Female genital cutting (FGC) has many names around the world. It is known as female genital mutilation (FGM), female circumcision, sunna, khatna, excision, and many others. Regardless of what name you use for the practice, FGC is a human rights violation and a form of gender based violence. This practice is global in scope and cuts across class, race, ethnicity, country, education level, and religion. Worldwide more than 200 million women and girls have been affected by FGC.

The World Health Organization defines FGC as all procedures that involve partial or total removal of the external female genitalia, or other injury to the female genital organs for non-medical reasons. There are four main types of FGC[1]

  • Type 1: Often referred to as clitoridectomy; this is the partial or total removal of the clitoris or in very rare cases, only the prepuce (the fold of skin surrounding the clitoris).
  • Type 2: Often referred to as excision; this is the partial or total removal of the clitoris and the labia minora, with or without excision of the labia majora
  • Type 3: Often referred to as infibulation; this is the narrowing of the vaginal opening through the creation of a covering seal. The seal is formed by cutting and repositioning the labia minora, or labia majora, sometimes through stitching, with or without removal of the clitoris (clitoridectomy).
  • Type 4: This includes all other harmful procedures to the female genitalia for non-medical purposes, e.g. pricking, piercing, incising, scraping and cauterizing the genital area.
FGC is performed for a variety of reasons across the world. The practice dates back centuries in some countries and communities. Some cultures and communities perform the procedure to mark a girl’s passage into womanhood and full membership in her community as an adult. Others do it to ensure a daughter’s marriageability, as FGC can be a physical indication and proof of her virginity because Type 3 prevents intercourse without physical preparation. Other communities perform it because they believe it is prescribed by their religion. There are cultures who do it to decrease a girl’s sexual desires and preserve family honor by ensuring their daughter is not being promiscuous. Within individual families, the decision may be based on their community’s beliefs, or they will have the procedure done to their daughters because of extreme pressure from family or friends: they could be ostracized if they do not continue the practice.
There are numerous emotional and physical consequences of the practice. Some immediate and short term impacts could be: severe pain; excessive bleeding; infections; urinary problems; shock; and death. In the long term, consequences can include: infertility; obstructed miscarriage and complications during childbirth; obstructed menstrual and urinary flow; fistulas; and pain and decreased satisfaction during intercourse.

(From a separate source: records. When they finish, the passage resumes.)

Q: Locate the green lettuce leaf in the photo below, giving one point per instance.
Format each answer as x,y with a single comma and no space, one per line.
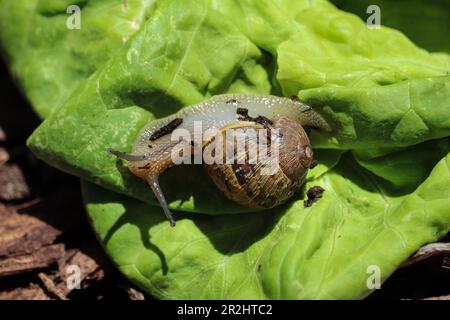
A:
424,22
207,54
386,99
48,59
327,251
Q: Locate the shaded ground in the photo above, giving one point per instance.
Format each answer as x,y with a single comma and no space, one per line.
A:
44,229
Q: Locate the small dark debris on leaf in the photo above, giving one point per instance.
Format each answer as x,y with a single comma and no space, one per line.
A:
243,112
2,135
168,128
313,194
4,156
313,164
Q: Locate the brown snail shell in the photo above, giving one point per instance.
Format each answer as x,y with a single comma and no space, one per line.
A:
245,184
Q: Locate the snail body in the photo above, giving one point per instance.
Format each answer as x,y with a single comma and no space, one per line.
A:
241,179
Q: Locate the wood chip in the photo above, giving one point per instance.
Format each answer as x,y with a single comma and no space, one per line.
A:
51,287
28,262
135,295
428,251
30,292
12,183
23,234
89,271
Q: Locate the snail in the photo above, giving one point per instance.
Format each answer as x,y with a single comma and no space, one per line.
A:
241,180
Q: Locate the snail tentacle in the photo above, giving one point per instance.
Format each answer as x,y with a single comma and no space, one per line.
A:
154,184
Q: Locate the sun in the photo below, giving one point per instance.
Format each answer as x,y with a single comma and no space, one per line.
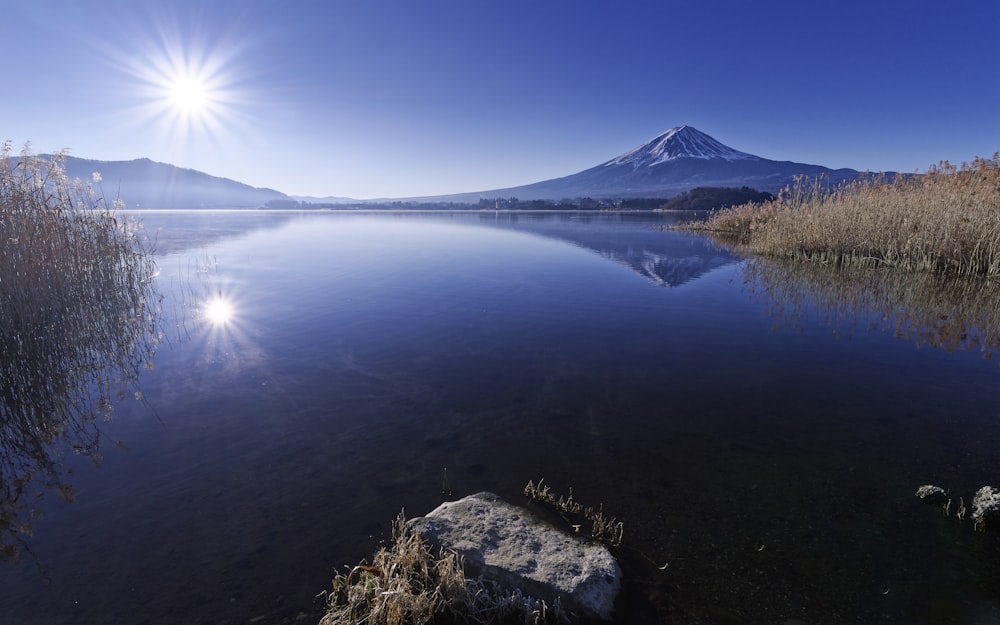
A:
189,94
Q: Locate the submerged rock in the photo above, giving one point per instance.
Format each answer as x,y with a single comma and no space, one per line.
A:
510,545
985,505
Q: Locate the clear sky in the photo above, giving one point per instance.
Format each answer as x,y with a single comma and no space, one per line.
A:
394,98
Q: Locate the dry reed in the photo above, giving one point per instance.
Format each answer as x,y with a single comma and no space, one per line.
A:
79,319
409,584
948,312
946,220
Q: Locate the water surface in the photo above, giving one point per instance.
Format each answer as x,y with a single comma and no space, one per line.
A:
765,450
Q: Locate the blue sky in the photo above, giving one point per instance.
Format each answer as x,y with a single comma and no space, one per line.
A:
394,98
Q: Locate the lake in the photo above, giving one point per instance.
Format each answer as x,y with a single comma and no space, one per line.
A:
760,429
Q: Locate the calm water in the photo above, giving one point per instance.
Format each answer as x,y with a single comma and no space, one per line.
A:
763,447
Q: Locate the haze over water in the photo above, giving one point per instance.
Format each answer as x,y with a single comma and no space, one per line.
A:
765,449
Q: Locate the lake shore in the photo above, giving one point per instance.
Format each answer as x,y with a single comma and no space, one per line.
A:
946,220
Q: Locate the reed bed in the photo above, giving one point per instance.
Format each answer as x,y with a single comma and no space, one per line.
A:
928,309
947,220
408,583
79,320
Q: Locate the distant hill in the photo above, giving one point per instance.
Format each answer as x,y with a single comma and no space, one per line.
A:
142,183
676,161
671,163
712,198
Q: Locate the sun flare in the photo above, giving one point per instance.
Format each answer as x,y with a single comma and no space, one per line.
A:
188,94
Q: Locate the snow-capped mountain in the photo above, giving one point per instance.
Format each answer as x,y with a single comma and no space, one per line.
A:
675,144
674,161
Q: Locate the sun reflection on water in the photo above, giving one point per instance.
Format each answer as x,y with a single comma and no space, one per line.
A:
218,311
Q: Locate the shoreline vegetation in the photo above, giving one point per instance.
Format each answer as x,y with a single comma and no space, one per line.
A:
947,220
79,321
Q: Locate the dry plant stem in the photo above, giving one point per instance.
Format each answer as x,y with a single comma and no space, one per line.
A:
947,220
604,528
408,583
79,319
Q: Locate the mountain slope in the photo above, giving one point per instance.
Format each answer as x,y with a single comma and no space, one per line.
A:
143,183
675,161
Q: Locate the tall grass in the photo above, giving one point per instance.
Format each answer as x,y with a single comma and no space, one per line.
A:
948,312
79,319
946,220
409,583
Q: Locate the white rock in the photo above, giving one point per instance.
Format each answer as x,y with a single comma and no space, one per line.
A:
934,494
513,547
986,503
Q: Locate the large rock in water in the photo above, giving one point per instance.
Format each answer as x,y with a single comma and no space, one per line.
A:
513,547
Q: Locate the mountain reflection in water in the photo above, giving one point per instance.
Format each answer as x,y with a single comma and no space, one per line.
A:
769,462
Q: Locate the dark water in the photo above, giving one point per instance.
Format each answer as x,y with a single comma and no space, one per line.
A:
760,432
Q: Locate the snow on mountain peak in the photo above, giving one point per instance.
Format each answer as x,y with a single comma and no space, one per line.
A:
677,143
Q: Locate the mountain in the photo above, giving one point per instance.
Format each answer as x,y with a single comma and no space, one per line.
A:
143,183
675,161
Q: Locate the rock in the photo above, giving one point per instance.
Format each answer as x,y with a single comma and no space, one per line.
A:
513,547
932,494
985,505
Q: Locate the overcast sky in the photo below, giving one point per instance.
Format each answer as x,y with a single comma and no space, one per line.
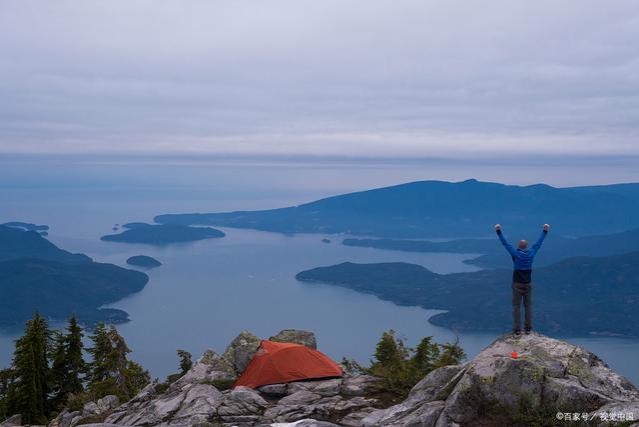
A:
353,78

FGC affects almost every country in the world, including the U.S. In 1996, FGC became a crime under federal law (18 U.S. Code § 116) and punishable by up to five years in prison. In 2013, there was an amendment made to the law making it illegal to transport a girl overseas with the intent to perform the procedure, which is commonly known as ‘vacation cutting’. Additionally, there are currently 26 states with their own legislation prohibiting the practice. In late 2015, the U.S. government decided to help combat FGC further and released funding through the Office of Women’s Health for organizations to address the issue in a variety ways and among different communities.

BRYCS, through USCCB/MRS, applied and was granted funding to work on this issue on a national scale, and with an emphasis on refugee communities who have traditionally practiced the procedure. This project, Community Conversations: Collective Voices for Improving the Care and Reducing the Risk of FGC, aims to decrease the likelihood that currently impacted refugee communities will continue this practice and improve the practical response of service providers who may encounter a girl or woman who has undergone FGC or is at risk, such as health and medical practitioners, educators, child and family services, and those working directly in refugee resettlement.

To achieve these goals, BRYCS is partnering with local Catholic Charities resettlement agencies to consult with the impacted communities to better understand the scope of the practice and engage the refugee community in crafting and promoting the messaging and resources designed throughout the project. Additionally, BRYCS will develop interactive educational resources on FGC, for refugee, stakeholder and practitioner audiences, including a dual-generation handbook for mothers and daughters to talk about this subject.

BRYCS believes there are positive alternatives to this practice that communities can use to achieve their desired outcomes for their daughters’ lives and will use this project to promote and encourage these alternatives. BRYCS also believes that women and girls who have undergone the procedure deserve competent, sensitive care throughout their life course.